For the execution of Foreclosure Reviews from more than 250,000 loan contracts for the Bank of America, PNC Financial Services and Wells Fargo Promontory received $927 million which led to strong criticism and doubt about the independence of the examination.[11] A hearing was arranged by the U.S. Senate Banking Committee to check whether too many duties of the finance supervision were alienated by authorities to private companies.[12]


  1. ^ a b Horwitz, Jeff; Aspan, Maria (15 March 2013). "How Promontory Financial Became Banking's Shadow Regulator". American Banker Magazine. Retrieved 15 July 2013. With close to 400 employees and some 1,400 consulting engagements under its belt, Promontory Financial Group has built a shadow network between banks and regulators. The firm is a sort of ex-regulator omnibus, capable of forecasting, mimicking and occasionally even substituting for the financial industry's supervisors. 

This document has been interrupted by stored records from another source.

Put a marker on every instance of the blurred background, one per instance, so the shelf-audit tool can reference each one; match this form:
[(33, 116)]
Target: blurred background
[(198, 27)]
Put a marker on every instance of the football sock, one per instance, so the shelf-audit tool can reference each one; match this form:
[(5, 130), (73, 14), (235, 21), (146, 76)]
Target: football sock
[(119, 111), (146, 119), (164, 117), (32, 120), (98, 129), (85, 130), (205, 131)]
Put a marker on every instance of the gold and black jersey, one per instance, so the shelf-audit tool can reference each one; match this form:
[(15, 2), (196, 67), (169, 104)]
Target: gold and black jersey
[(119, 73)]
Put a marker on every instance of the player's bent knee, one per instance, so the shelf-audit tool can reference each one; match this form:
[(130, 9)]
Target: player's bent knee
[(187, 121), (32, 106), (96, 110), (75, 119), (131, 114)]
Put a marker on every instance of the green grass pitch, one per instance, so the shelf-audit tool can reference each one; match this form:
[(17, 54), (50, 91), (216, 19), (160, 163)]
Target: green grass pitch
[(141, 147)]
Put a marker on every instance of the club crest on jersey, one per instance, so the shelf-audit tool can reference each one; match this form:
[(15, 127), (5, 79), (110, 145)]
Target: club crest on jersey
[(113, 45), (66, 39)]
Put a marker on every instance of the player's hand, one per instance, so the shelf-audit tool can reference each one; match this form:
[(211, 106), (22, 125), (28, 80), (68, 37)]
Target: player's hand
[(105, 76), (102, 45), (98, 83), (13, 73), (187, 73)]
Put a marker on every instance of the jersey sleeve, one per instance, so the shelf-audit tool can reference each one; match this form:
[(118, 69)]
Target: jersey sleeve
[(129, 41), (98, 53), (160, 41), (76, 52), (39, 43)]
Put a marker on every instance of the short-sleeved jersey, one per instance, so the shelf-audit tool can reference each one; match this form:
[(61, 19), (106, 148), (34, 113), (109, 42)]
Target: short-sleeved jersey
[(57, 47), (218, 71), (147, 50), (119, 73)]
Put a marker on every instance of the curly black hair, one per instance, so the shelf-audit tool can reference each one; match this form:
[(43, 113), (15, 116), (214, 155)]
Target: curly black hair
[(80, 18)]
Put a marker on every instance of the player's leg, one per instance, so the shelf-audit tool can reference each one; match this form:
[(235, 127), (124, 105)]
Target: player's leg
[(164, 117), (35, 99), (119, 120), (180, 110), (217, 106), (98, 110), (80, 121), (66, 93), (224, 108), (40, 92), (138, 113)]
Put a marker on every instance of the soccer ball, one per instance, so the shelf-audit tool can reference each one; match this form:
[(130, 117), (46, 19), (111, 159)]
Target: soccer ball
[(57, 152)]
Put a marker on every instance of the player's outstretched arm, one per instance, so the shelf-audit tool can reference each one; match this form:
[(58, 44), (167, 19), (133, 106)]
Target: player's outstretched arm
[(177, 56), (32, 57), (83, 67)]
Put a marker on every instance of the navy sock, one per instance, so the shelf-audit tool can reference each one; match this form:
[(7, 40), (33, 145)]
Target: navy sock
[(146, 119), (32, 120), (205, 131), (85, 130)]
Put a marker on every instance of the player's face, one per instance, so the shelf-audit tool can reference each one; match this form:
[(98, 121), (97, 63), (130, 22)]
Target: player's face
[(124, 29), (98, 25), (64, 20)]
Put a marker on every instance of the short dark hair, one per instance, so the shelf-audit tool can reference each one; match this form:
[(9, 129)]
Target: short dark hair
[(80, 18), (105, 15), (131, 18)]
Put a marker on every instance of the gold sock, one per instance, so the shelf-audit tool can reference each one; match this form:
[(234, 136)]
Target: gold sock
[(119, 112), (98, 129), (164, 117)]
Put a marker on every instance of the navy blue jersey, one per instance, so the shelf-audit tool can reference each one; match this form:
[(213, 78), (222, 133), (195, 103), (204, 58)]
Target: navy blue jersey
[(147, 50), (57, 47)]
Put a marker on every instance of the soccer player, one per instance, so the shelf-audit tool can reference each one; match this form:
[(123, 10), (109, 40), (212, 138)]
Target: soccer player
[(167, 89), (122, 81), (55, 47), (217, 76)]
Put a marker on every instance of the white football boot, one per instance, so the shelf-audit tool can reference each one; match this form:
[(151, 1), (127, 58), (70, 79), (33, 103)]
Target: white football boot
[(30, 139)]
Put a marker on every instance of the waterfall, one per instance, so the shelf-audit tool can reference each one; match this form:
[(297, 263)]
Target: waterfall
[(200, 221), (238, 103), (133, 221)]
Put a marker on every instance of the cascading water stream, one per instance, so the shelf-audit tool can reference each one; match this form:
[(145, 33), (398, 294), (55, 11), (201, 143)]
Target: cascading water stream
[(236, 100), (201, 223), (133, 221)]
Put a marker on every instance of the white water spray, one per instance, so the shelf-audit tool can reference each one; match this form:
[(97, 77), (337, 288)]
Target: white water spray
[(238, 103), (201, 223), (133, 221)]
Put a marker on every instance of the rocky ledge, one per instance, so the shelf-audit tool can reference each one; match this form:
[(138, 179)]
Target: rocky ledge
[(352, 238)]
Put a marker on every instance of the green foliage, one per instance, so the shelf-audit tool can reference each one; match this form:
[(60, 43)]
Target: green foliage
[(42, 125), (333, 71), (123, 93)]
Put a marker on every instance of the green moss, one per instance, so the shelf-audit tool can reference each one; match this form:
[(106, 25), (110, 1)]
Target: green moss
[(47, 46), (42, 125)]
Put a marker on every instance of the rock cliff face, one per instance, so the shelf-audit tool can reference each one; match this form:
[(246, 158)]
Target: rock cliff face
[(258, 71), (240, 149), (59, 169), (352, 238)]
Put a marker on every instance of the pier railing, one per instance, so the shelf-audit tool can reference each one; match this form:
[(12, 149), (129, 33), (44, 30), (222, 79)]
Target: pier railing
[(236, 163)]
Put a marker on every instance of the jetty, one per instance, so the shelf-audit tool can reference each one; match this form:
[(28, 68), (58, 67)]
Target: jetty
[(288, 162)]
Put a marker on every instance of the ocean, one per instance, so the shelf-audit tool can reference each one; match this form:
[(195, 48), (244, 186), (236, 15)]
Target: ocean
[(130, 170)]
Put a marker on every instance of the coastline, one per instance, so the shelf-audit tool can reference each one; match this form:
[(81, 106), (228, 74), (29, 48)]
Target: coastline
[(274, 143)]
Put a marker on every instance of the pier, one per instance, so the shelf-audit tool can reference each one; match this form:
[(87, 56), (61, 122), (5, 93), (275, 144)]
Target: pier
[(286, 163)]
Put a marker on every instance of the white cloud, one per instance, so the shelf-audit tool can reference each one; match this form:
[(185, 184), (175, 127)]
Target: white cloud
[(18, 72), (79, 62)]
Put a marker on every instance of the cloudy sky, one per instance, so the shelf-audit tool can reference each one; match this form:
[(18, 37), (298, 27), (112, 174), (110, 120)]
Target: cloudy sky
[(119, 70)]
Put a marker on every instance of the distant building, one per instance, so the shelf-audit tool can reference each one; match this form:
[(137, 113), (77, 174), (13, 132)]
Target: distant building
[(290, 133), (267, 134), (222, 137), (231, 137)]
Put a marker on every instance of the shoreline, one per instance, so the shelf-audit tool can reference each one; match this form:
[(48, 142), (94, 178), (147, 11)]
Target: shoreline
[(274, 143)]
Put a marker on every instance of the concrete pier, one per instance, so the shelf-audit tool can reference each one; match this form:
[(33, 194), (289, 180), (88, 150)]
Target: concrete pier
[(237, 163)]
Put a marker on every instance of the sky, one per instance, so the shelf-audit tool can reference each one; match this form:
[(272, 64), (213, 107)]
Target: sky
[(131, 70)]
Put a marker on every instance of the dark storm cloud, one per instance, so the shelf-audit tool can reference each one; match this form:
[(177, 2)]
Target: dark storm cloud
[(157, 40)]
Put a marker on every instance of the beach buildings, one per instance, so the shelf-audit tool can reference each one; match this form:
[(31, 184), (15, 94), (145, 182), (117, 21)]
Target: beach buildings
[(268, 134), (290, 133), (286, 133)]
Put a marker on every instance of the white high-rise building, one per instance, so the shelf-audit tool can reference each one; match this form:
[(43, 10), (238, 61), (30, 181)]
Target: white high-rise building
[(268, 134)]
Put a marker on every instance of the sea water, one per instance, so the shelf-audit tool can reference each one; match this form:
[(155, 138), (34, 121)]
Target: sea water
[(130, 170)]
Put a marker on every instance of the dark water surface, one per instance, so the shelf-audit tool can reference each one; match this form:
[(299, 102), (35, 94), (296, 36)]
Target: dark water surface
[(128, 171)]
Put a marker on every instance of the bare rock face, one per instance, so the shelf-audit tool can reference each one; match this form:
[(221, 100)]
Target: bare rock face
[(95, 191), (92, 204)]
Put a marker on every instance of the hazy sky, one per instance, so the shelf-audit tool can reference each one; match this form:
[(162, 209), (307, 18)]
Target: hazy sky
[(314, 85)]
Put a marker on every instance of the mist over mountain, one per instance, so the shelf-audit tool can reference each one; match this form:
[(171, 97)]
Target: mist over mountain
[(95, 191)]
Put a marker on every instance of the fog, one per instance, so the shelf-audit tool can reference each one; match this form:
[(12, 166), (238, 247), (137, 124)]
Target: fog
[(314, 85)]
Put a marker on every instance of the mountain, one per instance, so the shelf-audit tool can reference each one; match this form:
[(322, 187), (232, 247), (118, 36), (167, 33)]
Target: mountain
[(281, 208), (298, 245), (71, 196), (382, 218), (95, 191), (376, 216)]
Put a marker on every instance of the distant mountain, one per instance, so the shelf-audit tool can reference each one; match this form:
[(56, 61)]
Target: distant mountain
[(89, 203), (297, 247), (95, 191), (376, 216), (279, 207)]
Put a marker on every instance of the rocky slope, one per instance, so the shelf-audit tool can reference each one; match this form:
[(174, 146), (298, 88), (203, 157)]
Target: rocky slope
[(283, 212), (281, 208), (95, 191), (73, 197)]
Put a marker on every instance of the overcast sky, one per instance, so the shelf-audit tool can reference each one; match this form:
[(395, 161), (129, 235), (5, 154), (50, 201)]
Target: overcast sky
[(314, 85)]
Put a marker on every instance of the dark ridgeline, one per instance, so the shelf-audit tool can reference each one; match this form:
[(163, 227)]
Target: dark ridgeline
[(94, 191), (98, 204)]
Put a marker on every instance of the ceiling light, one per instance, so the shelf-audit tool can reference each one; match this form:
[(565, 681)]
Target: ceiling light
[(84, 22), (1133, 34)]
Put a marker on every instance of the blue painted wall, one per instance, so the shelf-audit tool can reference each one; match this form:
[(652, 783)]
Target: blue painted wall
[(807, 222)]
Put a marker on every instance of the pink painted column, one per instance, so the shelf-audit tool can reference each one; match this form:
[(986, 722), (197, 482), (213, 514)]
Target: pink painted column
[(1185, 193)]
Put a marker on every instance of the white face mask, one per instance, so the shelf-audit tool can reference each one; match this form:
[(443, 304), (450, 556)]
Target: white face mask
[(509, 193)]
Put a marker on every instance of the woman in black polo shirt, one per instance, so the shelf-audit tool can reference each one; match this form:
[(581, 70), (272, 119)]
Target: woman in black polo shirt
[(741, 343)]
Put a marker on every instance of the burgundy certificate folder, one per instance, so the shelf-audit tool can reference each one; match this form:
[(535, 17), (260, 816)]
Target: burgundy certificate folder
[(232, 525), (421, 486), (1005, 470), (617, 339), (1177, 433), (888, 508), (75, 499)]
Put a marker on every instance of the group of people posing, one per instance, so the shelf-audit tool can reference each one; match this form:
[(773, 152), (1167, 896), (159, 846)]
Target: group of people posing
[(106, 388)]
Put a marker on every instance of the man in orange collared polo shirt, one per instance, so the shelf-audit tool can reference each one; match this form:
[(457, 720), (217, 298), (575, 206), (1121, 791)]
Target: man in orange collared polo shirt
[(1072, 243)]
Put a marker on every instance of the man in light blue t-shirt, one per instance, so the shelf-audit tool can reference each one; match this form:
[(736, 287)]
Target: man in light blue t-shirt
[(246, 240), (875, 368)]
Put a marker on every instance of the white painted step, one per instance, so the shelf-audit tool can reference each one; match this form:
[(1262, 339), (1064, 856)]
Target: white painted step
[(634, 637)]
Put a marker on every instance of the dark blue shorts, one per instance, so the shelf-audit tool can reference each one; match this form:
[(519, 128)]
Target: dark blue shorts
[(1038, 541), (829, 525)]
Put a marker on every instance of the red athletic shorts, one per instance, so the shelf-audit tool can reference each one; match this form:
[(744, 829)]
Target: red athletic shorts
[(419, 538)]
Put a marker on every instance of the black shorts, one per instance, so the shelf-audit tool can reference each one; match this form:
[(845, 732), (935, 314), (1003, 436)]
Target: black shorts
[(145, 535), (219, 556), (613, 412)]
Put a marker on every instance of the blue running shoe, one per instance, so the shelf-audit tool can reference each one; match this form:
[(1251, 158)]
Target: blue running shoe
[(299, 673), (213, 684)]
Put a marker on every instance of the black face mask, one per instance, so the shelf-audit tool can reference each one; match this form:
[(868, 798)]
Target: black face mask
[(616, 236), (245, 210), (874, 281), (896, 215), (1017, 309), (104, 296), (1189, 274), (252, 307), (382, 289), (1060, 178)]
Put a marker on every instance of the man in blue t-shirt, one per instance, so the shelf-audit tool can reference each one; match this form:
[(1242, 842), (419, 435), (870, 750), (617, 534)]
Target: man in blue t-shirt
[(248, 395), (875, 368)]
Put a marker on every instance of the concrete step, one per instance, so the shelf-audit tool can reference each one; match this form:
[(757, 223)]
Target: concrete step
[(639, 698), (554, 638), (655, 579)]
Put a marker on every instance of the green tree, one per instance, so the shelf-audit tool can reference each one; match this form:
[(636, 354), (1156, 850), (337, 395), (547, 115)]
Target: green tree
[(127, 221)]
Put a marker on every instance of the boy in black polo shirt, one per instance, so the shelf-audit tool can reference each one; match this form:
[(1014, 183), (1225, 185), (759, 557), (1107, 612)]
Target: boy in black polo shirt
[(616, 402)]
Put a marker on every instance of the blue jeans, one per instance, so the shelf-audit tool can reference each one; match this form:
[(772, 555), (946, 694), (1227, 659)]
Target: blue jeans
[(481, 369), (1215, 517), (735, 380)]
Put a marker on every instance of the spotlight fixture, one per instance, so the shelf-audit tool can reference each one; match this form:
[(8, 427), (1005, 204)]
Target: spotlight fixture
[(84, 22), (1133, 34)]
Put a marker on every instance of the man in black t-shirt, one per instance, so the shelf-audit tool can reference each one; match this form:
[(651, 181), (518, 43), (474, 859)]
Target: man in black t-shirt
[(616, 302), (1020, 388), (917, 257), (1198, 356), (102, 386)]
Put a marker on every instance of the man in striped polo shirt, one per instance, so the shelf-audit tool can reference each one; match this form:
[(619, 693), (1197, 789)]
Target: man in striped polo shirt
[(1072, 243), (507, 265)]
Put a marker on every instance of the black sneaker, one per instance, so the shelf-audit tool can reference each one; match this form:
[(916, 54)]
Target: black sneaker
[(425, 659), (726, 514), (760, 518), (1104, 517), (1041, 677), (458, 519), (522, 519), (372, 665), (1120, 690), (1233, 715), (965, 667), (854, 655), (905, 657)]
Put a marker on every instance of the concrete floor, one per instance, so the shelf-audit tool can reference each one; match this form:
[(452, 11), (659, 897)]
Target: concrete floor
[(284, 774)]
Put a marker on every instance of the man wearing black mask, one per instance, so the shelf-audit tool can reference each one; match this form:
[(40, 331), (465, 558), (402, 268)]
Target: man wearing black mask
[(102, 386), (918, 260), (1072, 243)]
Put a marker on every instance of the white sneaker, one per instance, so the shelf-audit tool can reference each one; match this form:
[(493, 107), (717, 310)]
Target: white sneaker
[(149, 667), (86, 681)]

  2. ^ Douglas, Danielle (2 August 2013). "The rise of Promontory" (JavaScript). The Washington Post. Business (Washington, D.C.: With Bloomberg) (Financial Services). p. 2 of 4. Retrieved 9 September 2013. With 383 employees from Toronto to Tokyo, Promontory has worked on almost 1,600 projects. 
  3. ^ "Affiliated Companies". Promontory Financial Group. Retrieved 18 July 2013. 
  4. ^ "Contributors and Supporters". Group of Thirty. Retrieved 15 July 2013. 
  5. ^ "London". Promontory Financial Group. 1 April 2013. Retrieved 30 July 2013. 
  6. ^ Julia La Roche (April 2, 2013). "Former SEC Chief Mary Schapiro Is Joining 'Shadow Regulator' Promontory Financial Group". Business Insider. 
  7. ^ Promontory Financial Group (12 March 2002). "The Ludwig report: implications for corporate governance" [Report to the Boards of Allied Irish Banks, p.l.c., Allfirst Financial Inc. and Allfirst Bank Concerning Currency Trading Losses] (pdf). MCB UP Ltd. Retrieved 25 July 2013. 
  8. ^ Pierre-Yves Thoraval (15 April 2011). "Report on Iceland Supervision" [Prepared for the Icelandic Authorities, the FME and the IMF] (pdf; 9,2 MB). Banking Supervision. Promontory Financial Group. Retrieved 15 July 2013. 
  9. ^ Carol Matlack (2 July 2013). "A Money-Smuggling Scandal Threatens to Sink the Vatican Bank" [Promontory Financial Group will conduct a forensic review and screen the Vatican Bank's client relationships—which some say might be "irreformable"]. Businessweek. Retrieved 27 July 2013. 
  10. ^ "Resignations from the executive board". L'Osservatore Romano. 3 July 2013. Retrieved 30 July 2013. 
  11. ^ Protess, Ben; Silver-Greenberg, Jessica; Senator Brown, Sherrod (20 June 2013). "Senator Criticizes Lack of Supervision for Banks' Consultants -". DealBook. The New York Times. Retrieved 15 July 2013. New documents suggest that the Promontory Financial Group, which examined loans for Wells Fargo, Bank of America and PNC, was the highest paid of the consultants. The firm, run by a former comptroller of the currency, Eugene Ludwig, received $927 million for reviewing more than 250,000 loan files, according to documents provided to the Senate Banking Committee and reviewed by The Times. 
  12. ^ Protess, Ben; Silver-Greenberg, Jessica (9 April 2013). "Promontory Financial Draws Washington Scrutiny -" [Former Regulators Find a Home With a Powerful Firm]. DealBook. The New York Times. Retrieved 15 July 2013.